Littérature Québecoises

Soublière, Alexandre.

Charlotte before Christ. Éd. Boréal, 2012, 215 p.

La Jeunesse montréalaise

Que penser de ce roman? Les grenouilles de bénitiers vont se signer deux fois plutôt qu'une si jamais elles ne le lisent. Pour imiter l'écriture de l'auteur, disons que c'est rough en crisse. Soyez sûrs que l'archevêché de Montréal s'abstiendra de marquer cette œuvre du sceau de son imprimatur. Et pourtant elle véhicule le message d'amour de l'évangile.

Comme le titre l'indique, Charlotte before Christ s'attache à une vie en attente de nouvelles Pâques. Les héros, Sacha et Charlotte, sont en quête de salut dans le paradis perdu de Milton. Un paradis perdu décrit avec une force brutale, mais qui, au-delà des conduites porteuses d'un avenir à craindre, est condamné avec autant de fermeté. Sacha ne veut pas d'un " Hochelag ", quartier dont la réputation s'attache à des clichés peu reluisants. Drogues, sexualité exacerbée, actes gratuits ont pignon sur rue, dit-on. Ces fruits défendus, les nouvelles pommes d'Ève, sont recherchés par les sybarites, prêts à tout pour se les offrir. Les personnages mènent une vie de patachon, de préférence dans des maisons cossues qu'ils squattent quand leurs propriétaires sont absents.

Sacha n'échappe pas à cette déliquescence, mais il est lucide.

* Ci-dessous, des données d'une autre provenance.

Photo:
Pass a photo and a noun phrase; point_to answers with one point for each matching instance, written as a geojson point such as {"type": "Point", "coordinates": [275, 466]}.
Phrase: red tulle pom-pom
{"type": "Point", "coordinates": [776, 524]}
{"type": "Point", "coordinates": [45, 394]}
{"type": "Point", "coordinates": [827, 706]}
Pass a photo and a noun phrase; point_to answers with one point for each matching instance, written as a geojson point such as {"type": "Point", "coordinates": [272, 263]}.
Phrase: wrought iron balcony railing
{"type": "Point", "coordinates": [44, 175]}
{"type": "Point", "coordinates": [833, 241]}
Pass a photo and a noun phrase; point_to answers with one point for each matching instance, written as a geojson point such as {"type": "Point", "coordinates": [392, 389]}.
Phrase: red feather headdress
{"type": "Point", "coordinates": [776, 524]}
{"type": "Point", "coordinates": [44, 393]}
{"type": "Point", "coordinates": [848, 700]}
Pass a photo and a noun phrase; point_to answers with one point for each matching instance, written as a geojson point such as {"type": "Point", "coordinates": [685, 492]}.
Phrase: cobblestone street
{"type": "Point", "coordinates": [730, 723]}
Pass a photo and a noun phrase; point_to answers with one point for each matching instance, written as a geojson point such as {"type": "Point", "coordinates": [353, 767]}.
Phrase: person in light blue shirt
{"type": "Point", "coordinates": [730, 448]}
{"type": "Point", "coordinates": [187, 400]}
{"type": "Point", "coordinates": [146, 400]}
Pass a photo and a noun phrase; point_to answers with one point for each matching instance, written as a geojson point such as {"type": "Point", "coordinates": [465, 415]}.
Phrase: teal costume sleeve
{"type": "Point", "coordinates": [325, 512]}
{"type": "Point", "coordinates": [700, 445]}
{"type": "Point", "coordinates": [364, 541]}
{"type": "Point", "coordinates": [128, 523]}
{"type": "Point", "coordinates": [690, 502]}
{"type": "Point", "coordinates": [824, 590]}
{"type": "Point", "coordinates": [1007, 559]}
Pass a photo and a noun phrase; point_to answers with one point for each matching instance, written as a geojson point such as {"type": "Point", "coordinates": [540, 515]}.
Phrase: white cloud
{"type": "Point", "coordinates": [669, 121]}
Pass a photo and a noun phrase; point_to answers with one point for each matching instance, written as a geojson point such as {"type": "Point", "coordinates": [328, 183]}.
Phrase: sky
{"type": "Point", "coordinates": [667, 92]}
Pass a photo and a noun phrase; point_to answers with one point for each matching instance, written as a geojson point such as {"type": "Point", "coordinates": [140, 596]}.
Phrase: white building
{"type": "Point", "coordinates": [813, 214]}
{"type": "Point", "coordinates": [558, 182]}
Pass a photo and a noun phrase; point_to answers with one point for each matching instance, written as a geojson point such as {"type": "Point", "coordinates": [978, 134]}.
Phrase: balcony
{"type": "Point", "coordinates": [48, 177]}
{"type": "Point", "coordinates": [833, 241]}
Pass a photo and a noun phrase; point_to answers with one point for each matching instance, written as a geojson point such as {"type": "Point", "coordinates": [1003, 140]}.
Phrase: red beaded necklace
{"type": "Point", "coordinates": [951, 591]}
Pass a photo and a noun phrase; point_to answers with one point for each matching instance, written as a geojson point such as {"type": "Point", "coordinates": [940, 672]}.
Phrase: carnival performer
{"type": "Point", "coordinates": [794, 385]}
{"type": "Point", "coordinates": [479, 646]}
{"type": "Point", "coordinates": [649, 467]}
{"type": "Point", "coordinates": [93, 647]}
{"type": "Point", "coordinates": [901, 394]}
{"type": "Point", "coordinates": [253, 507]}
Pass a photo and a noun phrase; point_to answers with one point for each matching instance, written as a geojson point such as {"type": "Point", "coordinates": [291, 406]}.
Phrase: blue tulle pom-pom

Il comprend qu'il est un chaînon d'une vie sans repères à laquelle il voudrait échapper grâce à l'amour exclusif de Charlotte, une jeune femme impulsive et sensible à la séduction. Il espère ainsi améliorer son sort en s'attachant une amante, le chat de la page couverture, qui lui enverrait des textos aux douze heures pour lui dire qu'elle l'aime. On croirait entendre Love me tender d'Elvis Presley. En fait, ce sont deux hipsters malheureux. Leurs amonts les affectent grandement. Charlotte n'avait qu'une grand'mère comme famille, qui, est malheureusement décédée. Sacha, dont la mère se meurt d'un cancer, souffre d'une arthrite sévère qui le fait boiter.

En bout de ligne, ce canevas sert de trame à une triste histoire d'amour dans un univers qui sent l'apocalypse. Le langage s'y moule par son caractère déjanté, lequel reflète l'état d'âme d'une certaine jeunesse, comme on le constate aussi dans Les Verrats d'Édouard H. Bond. C'est une ville en voix de s'angliciser qui s'exprime. On s'achète des shirts et des shoes. Bref, c'est un excellent tableau d'un Montréal linguistique qui voue une admiration sans bornes à la culture américaine, en particulier, à sa musique et à son cinéma.